Hanna- Introductions

128 2 0
                                    

The small principal's office seemed to be getting smaller in my eyes. Being claustrophobic was not working for me right then. Not being able to see an exit is very stressing. Why am I here, again? I thought.

Oh, right. I was being blamed for one of Luke's stupid (but, admittedly, hilarious) pranks. I had happened to be the one who accidentally flushed the bomb that Luke had put in the girls' bathroom toilet down.

Everyone was still baffled that he had figured out exactly when the bomb would reach the sewer. Nobody was surprised he had built a bomb, complete with timer, even though he was only fourteen. It wasn't the first time he had done something that he shouldn't have known how to do. He had been the one who made a slow burning fuse that lit fire to the janitor's truck, which burned a large L into the hood.

The principal sauntered into her office, and I finally had something to focus on, other than the Star Wars trash compactor-style walls. "I'm sorry, Hanna. Yet another one of Luke Hamilton's end-of-year pranks went off in the teacher's lounge and Miss Pierce did not appreciate the coffee stain on her white blouse." Undoubtedly, Luke rigged the coffee pot to explode the next time a tired teacher needed a caffeine boost.

Luke's pranks always got worse on the last week of school, and he always spent more time in Mrs. Sanders' office then in any actual classes. Usually, he only teepeed the lunchroom, turned the swimming pool green or spray painted the football field purple once a month. But on the last week of school, all bets are off. Well, actually, people placed bets on what he does on the last day of school, because they're always the most spectacular. Last year, he put gummy spiders and worms in the food, took the frogs from the science lab and put them in the cheerleaders' locker, duct taped the principal's car to a pole and threw all the textbooks in a bag and hid them under the boiler in the basement... and that was just first period.

"Anyway, down to business." The principal's sharp, stern voice snapped me out of my trance about being stuck with a princess, a Jedi-in-training, a guy with a gun and big, trigger-happy teddy bear in a shrinking room full of space waste. "I know that it wasn't you who put the bomb in the toilet, causing thousands of dollars of damage!" She spoke the last part louder than the rest, which made me think that Luke was outside the door. The adorable (Who said adorable? I know I didn't!) snickers coming from outside the door confirmed my suspicion.

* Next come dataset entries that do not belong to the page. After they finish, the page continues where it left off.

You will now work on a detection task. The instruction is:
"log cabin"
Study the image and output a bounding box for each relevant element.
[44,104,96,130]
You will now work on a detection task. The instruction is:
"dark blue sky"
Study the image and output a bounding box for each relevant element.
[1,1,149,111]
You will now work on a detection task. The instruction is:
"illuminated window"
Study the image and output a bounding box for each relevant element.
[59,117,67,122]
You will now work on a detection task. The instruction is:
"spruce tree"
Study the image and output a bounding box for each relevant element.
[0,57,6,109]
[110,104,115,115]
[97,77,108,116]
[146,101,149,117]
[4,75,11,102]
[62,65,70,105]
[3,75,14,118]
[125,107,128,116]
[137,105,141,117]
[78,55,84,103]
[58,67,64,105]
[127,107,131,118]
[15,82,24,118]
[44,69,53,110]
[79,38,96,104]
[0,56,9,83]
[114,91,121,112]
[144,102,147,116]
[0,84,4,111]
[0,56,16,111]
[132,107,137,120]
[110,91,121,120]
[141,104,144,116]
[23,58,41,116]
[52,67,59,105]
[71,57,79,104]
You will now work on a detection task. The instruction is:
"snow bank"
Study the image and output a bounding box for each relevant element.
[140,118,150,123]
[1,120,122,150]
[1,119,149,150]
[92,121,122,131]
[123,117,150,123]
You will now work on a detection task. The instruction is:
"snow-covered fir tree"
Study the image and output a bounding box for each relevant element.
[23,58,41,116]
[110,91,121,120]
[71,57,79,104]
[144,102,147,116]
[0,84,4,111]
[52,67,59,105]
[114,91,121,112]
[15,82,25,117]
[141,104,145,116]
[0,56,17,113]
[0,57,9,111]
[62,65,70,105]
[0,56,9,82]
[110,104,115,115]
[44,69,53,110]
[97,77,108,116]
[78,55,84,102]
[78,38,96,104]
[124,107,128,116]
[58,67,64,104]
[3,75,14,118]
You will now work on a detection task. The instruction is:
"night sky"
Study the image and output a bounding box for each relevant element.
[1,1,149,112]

"Mr. Hamilton!" She yelled at the door. The snickers cease, but, knowing Luke, he was silently laughing. She turned back to me, and continued. "I would like to know if you know of any of everyone's favorite prankster's accomplices. Do you have any idea?"

"I don't." I said. "Everyone's favorite prankster tends to work alone, as far as I know. I'm sorry, ma'am."

"It's alright." She replied with a smile, like she didn't expect an answer, but she still continued to study me like I was important to her Toilet-Explosion-Epidemic, which is what everyone was starting to call it. Or like I was important to something else. I think I'm getting paranoia from sitting in this room for too long. "You're excused."

"Thank you." I grab my binder and move to get up, but Mrs. Sanders spoke up, quickly.

"Before you leave, I'm going to have to ask you to stay after school to help with an idea the school board and I have to help rehabilitate Mr. Hamilton. We're asking him and his closest friend to stay and explain to him why he shouldn't be doing this." She picked up a few paper slips and handed them to me. "These are for his friends. I believe that we need you, your brother Jace, Iris Winters, Quinten Overwood, Ayden Beacon, and Rebecca Alexander."

"Rebecca prefers Bex." I replied, quickly. Being her best friends with her for forever integrated that into your system.

"Well, then, tell Bex as well." She smiled.